Student Organizations and Activities in the UDC Early Childhood Education Graduate Program
The Urban Teacher Academy has relationships with students groups such as Jumpstart and Upward Bound, providing you with additional opportunities to work with children of varying ages and apply your classroom learning in the service of the community.
Faculty Spotlight: UDC Early Childhood Education Graduate Program
Dr. Julie Sweetland, founding director of the National Center for Urban Education's Urban Teacher Academy, has helped improve teaching and learning for urban students for more than a decade as a classroom teacher, educational researcher, teacher educator and local education reform advocate.
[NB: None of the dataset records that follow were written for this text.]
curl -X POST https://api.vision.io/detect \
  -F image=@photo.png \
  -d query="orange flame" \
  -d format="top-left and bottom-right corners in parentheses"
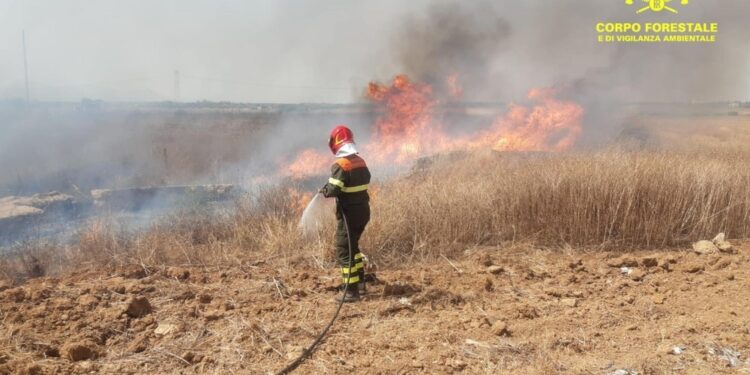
top-left (287, 188), bottom-right (313, 214)
top-left (472, 88), bottom-right (583, 151)
top-left (282, 75), bottom-right (583, 179)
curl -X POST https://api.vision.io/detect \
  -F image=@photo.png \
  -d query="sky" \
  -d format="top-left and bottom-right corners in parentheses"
top-left (0, 0), bottom-right (750, 103)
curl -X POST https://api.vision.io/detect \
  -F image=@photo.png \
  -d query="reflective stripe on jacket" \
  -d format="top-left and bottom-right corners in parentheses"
top-left (323, 154), bottom-right (370, 205)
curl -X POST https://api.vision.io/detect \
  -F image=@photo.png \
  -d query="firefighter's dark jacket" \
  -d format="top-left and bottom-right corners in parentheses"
top-left (323, 154), bottom-right (370, 207)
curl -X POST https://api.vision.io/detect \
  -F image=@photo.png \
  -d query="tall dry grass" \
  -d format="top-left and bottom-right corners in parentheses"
top-left (368, 150), bottom-right (750, 258)
top-left (0, 145), bottom-right (750, 278)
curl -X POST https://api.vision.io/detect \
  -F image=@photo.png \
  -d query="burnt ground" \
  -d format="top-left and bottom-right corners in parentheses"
top-left (0, 244), bottom-right (750, 374)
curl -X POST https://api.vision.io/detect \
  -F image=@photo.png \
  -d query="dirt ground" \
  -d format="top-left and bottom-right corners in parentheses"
top-left (0, 243), bottom-right (750, 375)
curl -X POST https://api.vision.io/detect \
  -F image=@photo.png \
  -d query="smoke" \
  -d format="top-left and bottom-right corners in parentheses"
top-left (394, 2), bottom-right (511, 100)
top-left (391, 0), bottom-right (750, 143)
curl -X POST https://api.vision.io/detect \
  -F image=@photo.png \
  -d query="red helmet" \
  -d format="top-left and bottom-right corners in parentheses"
top-left (328, 125), bottom-right (354, 155)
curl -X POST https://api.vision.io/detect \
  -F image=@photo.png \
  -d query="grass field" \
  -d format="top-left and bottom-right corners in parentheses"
top-left (0, 109), bottom-right (750, 374)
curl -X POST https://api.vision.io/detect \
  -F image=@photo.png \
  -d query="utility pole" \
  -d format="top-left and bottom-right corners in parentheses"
top-left (174, 70), bottom-right (180, 103)
top-left (21, 30), bottom-right (29, 103)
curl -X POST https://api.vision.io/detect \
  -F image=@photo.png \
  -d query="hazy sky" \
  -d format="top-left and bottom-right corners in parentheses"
top-left (0, 0), bottom-right (750, 102)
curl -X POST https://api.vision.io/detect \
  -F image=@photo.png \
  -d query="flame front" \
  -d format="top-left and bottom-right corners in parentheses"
top-left (282, 75), bottom-right (583, 179)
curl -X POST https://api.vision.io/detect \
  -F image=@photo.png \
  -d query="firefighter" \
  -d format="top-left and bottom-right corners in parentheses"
top-left (320, 125), bottom-right (370, 302)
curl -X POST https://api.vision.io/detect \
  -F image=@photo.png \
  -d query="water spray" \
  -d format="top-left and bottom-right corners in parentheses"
top-left (276, 193), bottom-right (354, 375)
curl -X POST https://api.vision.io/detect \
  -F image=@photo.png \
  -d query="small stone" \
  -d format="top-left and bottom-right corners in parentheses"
top-left (651, 294), bottom-right (666, 305)
top-left (693, 240), bottom-right (719, 254)
top-left (629, 269), bottom-right (646, 281)
top-left (607, 255), bottom-right (638, 267)
top-left (167, 267), bottom-right (190, 281)
top-left (490, 320), bottom-right (510, 336)
top-left (714, 241), bottom-right (735, 254)
top-left (286, 346), bottom-right (305, 360)
top-left (487, 265), bottom-right (505, 275)
top-left (711, 233), bottom-right (727, 243)
top-left (78, 294), bottom-right (99, 308)
top-left (154, 323), bottom-right (177, 336)
top-left (61, 341), bottom-right (97, 362)
top-left (641, 256), bottom-right (659, 267)
top-left (125, 296), bottom-right (151, 318)
top-left (683, 262), bottom-right (705, 273)
top-left (560, 298), bottom-right (578, 307)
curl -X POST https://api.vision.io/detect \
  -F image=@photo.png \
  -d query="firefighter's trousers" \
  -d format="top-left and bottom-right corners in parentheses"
top-left (335, 202), bottom-right (370, 284)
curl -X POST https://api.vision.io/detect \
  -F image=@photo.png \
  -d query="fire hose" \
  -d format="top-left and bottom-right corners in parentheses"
top-left (276, 198), bottom-right (356, 375)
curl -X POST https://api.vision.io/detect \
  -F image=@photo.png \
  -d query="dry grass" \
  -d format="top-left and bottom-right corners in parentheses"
top-left (1, 143), bottom-right (750, 279)
top-left (368, 150), bottom-right (750, 253)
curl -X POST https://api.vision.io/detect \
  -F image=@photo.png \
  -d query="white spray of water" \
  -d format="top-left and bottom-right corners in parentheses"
top-left (298, 193), bottom-right (333, 236)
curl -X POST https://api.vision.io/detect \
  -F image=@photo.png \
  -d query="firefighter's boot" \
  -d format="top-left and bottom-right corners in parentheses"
top-left (341, 284), bottom-right (359, 303)
top-left (357, 268), bottom-right (367, 294)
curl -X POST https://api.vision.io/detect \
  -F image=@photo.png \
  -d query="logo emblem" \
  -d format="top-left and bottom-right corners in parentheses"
top-left (625, 0), bottom-right (690, 14)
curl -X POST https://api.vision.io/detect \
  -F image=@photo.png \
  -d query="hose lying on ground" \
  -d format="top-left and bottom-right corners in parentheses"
top-left (276, 198), bottom-right (356, 375)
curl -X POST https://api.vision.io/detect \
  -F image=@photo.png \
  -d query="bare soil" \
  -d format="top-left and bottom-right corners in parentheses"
top-left (0, 244), bottom-right (750, 374)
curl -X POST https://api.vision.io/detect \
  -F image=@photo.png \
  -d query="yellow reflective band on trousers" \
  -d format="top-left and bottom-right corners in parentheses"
top-left (337, 185), bottom-right (369, 193)
top-left (328, 177), bottom-right (344, 189)
top-left (341, 275), bottom-right (359, 284)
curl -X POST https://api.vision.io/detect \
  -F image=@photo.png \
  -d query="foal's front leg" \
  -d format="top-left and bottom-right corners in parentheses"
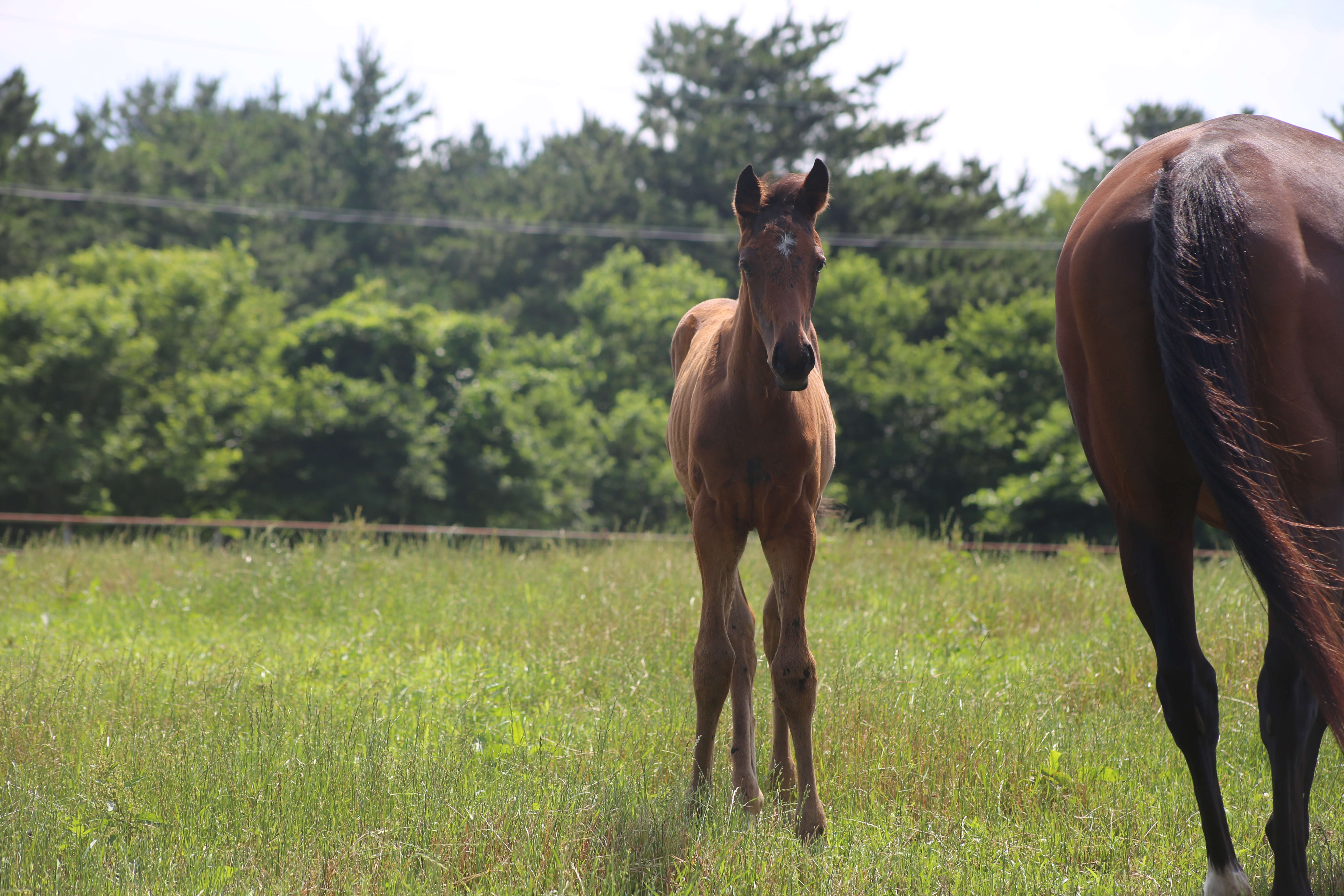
top-left (691, 493), bottom-right (761, 810)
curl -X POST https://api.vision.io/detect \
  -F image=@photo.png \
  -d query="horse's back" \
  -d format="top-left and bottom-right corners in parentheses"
top-left (1055, 116), bottom-right (1344, 524)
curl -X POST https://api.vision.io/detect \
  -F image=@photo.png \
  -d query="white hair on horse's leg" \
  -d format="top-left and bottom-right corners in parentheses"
top-left (1204, 862), bottom-right (1251, 896)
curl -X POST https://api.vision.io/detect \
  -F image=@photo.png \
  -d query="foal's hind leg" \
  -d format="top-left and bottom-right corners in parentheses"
top-left (728, 575), bottom-right (765, 816)
top-left (691, 493), bottom-right (755, 794)
top-left (761, 505), bottom-right (826, 838)
top-left (1257, 610), bottom-right (1325, 896)
top-left (761, 586), bottom-right (798, 798)
top-left (1116, 516), bottom-right (1251, 896)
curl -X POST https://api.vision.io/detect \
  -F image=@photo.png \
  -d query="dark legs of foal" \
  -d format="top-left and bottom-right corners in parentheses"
top-left (1257, 610), bottom-right (1325, 896)
top-left (691, 501), bottom-right (763, 814)
top-left (761, 586), bottom-right (798, 799)
top-left (1116, 518), bottom-right (1250, 896)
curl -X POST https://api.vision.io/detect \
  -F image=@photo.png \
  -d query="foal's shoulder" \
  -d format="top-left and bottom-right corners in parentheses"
top-left (672, 298), bottom-right (738, 376)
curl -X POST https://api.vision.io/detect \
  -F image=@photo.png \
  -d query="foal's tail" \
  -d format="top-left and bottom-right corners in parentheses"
top-left (1151, 150), bottom-right (1344, 746)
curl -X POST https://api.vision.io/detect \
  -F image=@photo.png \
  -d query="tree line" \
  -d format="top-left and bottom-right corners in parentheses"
top-left (0, 16), bottom-right (1295, 539)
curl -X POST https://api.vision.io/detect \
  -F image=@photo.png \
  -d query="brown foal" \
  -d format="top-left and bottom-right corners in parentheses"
top-left (668, 158), bottom-right (835, 837)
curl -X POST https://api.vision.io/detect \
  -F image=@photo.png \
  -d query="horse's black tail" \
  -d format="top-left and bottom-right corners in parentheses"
top-left (1152, 150), bottom-right (1344, 746)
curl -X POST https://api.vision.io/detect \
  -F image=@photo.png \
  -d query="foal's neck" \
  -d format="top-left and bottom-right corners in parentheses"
top-left (728, 284), bottom-right (780, 394)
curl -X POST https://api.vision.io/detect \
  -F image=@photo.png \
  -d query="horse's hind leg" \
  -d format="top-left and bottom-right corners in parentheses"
top-left (761, 586), bottom-right (797, 798)
top-left (728, 575), bottom-right (763, 816)
top-left (761, 506), bottom-right (826, 838)
top-left (1257, 610), bottom-right (1325, 896)
top-left (1116, 516), bottom-right (1250, 896)
top-left (691, 494), bottom-right (755, 794)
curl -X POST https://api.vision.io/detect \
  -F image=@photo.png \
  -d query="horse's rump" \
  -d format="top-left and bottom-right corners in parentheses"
top-left (1151, 142), bottom-right (1344, 744)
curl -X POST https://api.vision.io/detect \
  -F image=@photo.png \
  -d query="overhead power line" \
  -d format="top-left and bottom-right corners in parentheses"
top-left (0, 184), bottom-right (1063, 252)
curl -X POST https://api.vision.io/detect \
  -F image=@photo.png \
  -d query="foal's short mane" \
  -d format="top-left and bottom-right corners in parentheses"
top-left (759, 175), bottom-right (829, 215)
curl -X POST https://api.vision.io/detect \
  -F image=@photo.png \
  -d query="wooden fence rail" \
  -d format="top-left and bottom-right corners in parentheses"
top-left (0, 512), bottom-right (1236, 557)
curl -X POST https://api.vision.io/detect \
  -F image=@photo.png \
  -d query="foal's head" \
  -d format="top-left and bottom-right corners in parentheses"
top-left (732, 158), bottom-right (831, 392)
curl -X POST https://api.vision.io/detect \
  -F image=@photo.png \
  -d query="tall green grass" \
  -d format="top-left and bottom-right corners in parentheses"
top-left (0, 533), bottom-right (1344, 893)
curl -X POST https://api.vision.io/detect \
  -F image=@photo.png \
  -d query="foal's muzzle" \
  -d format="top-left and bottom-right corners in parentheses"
top-left (770, 343), bottom-right (817, 392)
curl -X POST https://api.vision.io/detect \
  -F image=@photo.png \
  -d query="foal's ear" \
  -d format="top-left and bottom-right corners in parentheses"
top-left (732, 165), bottom-right (761, 230)
top-left (797, 158), bottom-right (831, 218)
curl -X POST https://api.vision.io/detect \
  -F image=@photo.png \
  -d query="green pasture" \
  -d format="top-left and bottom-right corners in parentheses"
top-left (0, 531), bottom-right (1344, 895)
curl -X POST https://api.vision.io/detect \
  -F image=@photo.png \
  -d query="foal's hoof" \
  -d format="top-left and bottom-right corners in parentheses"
top-left (796, 801), bottom-right (826, 842)
top-left (732, 784), bottom-right (765, 817)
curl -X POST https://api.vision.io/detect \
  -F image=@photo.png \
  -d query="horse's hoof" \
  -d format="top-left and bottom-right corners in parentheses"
top-left (734, 784), bottom-right (765, 817)
top-left (766, 767), bottom-right (797, 794)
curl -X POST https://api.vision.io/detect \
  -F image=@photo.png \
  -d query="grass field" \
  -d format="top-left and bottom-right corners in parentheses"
top-left (0, 532), bottom-right (1344, 893)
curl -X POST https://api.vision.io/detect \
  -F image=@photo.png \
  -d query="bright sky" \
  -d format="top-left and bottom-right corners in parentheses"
top-left (0, 0), bottom-right (1344, 205)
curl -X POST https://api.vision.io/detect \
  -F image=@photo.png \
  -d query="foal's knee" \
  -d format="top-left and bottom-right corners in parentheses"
top-left (770, 650), bottom-right (817, 716)
top-left (692, 637), bottom-right (736, 696)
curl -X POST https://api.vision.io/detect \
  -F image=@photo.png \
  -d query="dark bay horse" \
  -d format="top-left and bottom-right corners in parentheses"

Her work has appeared in publications such as Journal of Sociolinguistics, Educational Researcher, and Education Week. As former director of teaching and learning at Center for Inspired Teaching, she was the key designer of the Inspired Teaching Fellows program and a leader in the educational design of the Inspired Teaching Demonstration School.
Dr. Taharee A. Jackson has been a school director, public and private school teacher, and family literacy instructor. With specializations in urban, teacher and multicultural education, her research examines the beliefs, classroom practices and life experiences of critical, anti-racist educators who are dedicated to teaching disadvantaged students in urban schools.
Dr. Lannette Burns Woodruff, visiting assistant professor, coordinates the Urban Teacher Academy's graduate studies in early childhood education. Dr. Woodruff has more than 30 years of experience as a K-12 educator at public and private schools, primarily in urban settings. Previously, she was an assistant professor at Trinity University, a senior research program coordinator at Johns Hopkins, and also served as director of the early childhood program for Howard University's School of Education.